If you are buying a used Honda Interceptor, be sure to ask the seller about the following general recalls:
- Electrical System Recalls on 2002-2005 Honda Interceptors
- Hydraulic Withdrawal/Service Brakes on all 2002 thru 2004 Interceptor models
The good and the bad of the Honda Interceptor
Since you know all about the common faults of the Honda Interceptor, you should also know that this motorcycle has some good things to offer. Here are some of the pros and cons of the Honda Interceptor:
- The Honda Interceptor is one of the most durable motorcycles, spanning 8 generations from 1998 to the present due to its incredible and powerful V4 engines.
- Sporty enough for the street rider.
- Comfort and durability for the longest road adventures.
- Each generation of Interceptor has offered up-to-date technology that keeps the bike ahead of the curve, yet remains easy to use.
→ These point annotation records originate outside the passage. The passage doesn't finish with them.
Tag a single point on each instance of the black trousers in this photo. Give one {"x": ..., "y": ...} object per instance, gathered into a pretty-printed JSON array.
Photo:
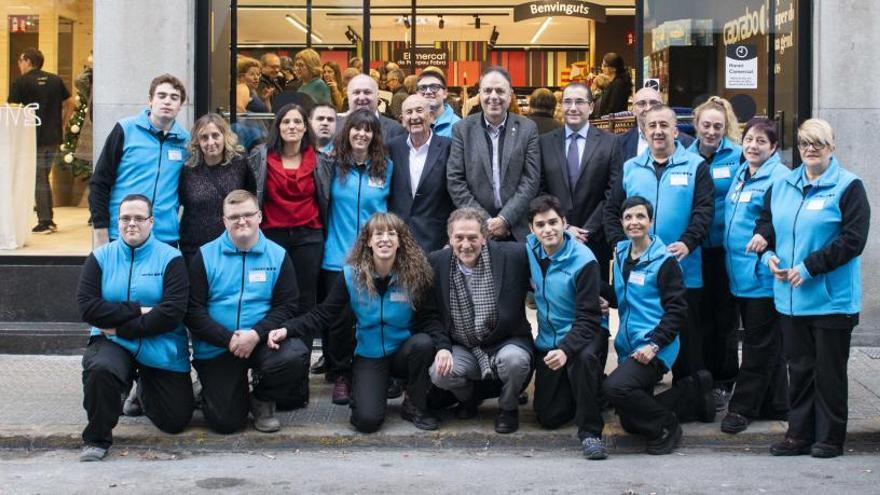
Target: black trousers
[
  {"x": 572, "y": 391},
  {"x": 719, "y": 319},
  {"x": 816, "y": 357},
  {"x": 306, "y": 250},
  {"x": 108, "y": 371},
  {"x": 338, "y": 340},
  {"x": 762, "y": 384},
  {"x": 225, "y": 397},
  {"x": 630, "y": 388},
  {"x": 369, "y": 387},
  {"x": 690, "y": 354}
]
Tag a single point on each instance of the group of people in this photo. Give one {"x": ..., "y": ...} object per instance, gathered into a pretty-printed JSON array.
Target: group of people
[{"x": 410, "y": 250}]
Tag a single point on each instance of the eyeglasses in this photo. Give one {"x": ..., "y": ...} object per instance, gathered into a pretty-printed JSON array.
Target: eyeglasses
[
  {"x": 424, "y": 88},
  {"x": 125, "y": 220},
  {"x": 238, "y": 217}
]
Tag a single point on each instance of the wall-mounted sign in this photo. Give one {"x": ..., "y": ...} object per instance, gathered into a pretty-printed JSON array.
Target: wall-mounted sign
[
  {"x": 437, "y": 57},
  {"x": 741, "y": 67},
  {"x": 558, "y": 8}
]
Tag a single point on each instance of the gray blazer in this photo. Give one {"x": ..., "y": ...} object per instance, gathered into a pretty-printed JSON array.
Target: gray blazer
[{"x": 469, "y": 169}]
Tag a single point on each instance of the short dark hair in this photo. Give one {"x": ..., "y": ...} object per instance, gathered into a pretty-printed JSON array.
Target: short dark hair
[
  {"x": 543, "y": 204},
  {"x": 634, "y": 201},
  {"x": 137, "y": 197},
  {"x": 34, "y": 56},
  {"x": 173, "y": 81}
]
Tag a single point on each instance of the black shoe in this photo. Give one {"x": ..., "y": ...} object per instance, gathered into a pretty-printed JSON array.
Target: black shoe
[
  {"x": 421, "y": 419},
  {"x": 507, "y": 421},
  {"x": 790, "y": 446},
  {"x": 667, "y": 441},
  {"x": 825, "y": 451}
]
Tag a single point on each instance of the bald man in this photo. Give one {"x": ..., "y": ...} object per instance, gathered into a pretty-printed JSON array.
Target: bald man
[{"x": 418, "y": 182}]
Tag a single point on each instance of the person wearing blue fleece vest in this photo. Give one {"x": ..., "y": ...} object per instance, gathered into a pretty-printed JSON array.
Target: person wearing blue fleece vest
[
  {"x": 385, "y": 283},
  {"x": 761, "y": 390},
  {"x": 144, "y": 154},
  {"x": 242, "y": 286},
  {"x": 717, "y": 136},
  {"x": 678, "y": 184},
  {"x": 650, "y": 296},
  {"x": 812, "y": 232},
  {"x": 133, "y": 293},
  {"x": 572, "y": 345}
]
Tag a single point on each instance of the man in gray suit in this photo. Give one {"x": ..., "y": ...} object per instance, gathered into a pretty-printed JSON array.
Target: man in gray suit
[{"x": 494, "y": 161}]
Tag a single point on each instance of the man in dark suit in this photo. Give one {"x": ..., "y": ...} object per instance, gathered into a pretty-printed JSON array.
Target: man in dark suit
[
  {"x": 479, "y": 295},
  {"x": 578, "y": 166},
  {"x": 493, "y": 164},
  {"x": 418, "y": 182}
]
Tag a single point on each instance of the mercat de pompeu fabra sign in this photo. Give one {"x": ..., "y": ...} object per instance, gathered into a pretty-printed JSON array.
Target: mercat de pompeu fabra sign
[{"x": 558, "y": 8}]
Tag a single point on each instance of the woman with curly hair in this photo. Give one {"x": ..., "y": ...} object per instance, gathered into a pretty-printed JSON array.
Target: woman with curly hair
[
  {"x": 216, "y": 167},
  {"x": 385, "y": 282}
]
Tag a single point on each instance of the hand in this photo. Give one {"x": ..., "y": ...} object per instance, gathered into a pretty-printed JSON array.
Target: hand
[
  {"x": 443, "y": 362},
  {"x": 757, "y": 244},
  {"x": 644, "y": 354},
  {"x": 275, "y": 338},
  {"x": 678, "y": 249},
  {"x": 555, "y": 359},
  {"x": 582, "y": 235}
]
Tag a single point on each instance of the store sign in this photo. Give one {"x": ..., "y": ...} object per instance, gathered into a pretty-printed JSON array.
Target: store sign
[
  {"x": 425, "y": 57},
  {"x": 558, "y": 8},
  {"x": 741, "y": 67}
]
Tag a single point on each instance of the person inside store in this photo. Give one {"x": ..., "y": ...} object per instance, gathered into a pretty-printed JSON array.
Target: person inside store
[
  {"x": 811, "y": 233},
  {"x": 616, "y": 96},
  {"x": 352, "y": 185},
  {"x": 133, "y": 293},
  {"x": 418, "y": 184},
  {"x": 144, "y": 153},
  {"x": 216, "y": 166},
  {"x": 432, "y": 85},
  {"x": 579, "y": 163},
  {"x": 571, "y": 344},
  {"x": 480, "y": 288},
  {"x": 679, "y": 183},
  {"x": 761, "y": 389},
  {"x": 385, "y": 280},
  {"x": 649, "y": 294},
  {"x": 494, "y": 163}
]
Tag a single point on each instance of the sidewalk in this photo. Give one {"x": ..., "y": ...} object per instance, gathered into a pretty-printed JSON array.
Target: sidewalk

- Stylish design: the ultimate sportbike look.
- A recent survey shows that the regulators or rectifiers on the Honda Interceptor are defective parts about 1-3 times.
- Automatic cam chain tensioners wear too quickly, causing loud engine noise and costly repair
- Expensive (and potentially unnecessary) valve and cap service at 16,000 miles on VTEC model engines.
- Thermostat malfunction causing overheating in engines that do not have the proper amount of coolant flowing through them.
What do the opinions say about the Honda Interceptor?
The reviews and comments about the Honda Interceptor are more positive than negative and that is, despite having some flaws in an excellent motorcycle and the solution to the problems it presents are simple, which is why many enthusiasts prefer it. Among the most notable comments are the following:
“Being comfortable on your daily commute, joining the guys on a fun weekend trip, and taking that long road trip you’ve been talking about…all in your VFR. I have done it and I highly recommend it.”
It rides like it’s on rails, and it feels a little lighter than expected when cornering. It’s easy to move from side to side, and the ground clearance is impressive. It’s easy to change lines mid-corner, and it feels sporty and very willing to be driven aggressively. Very stable in the curves, but with great responsiveness. On the highway, it is very stable and moves very well, without any problems.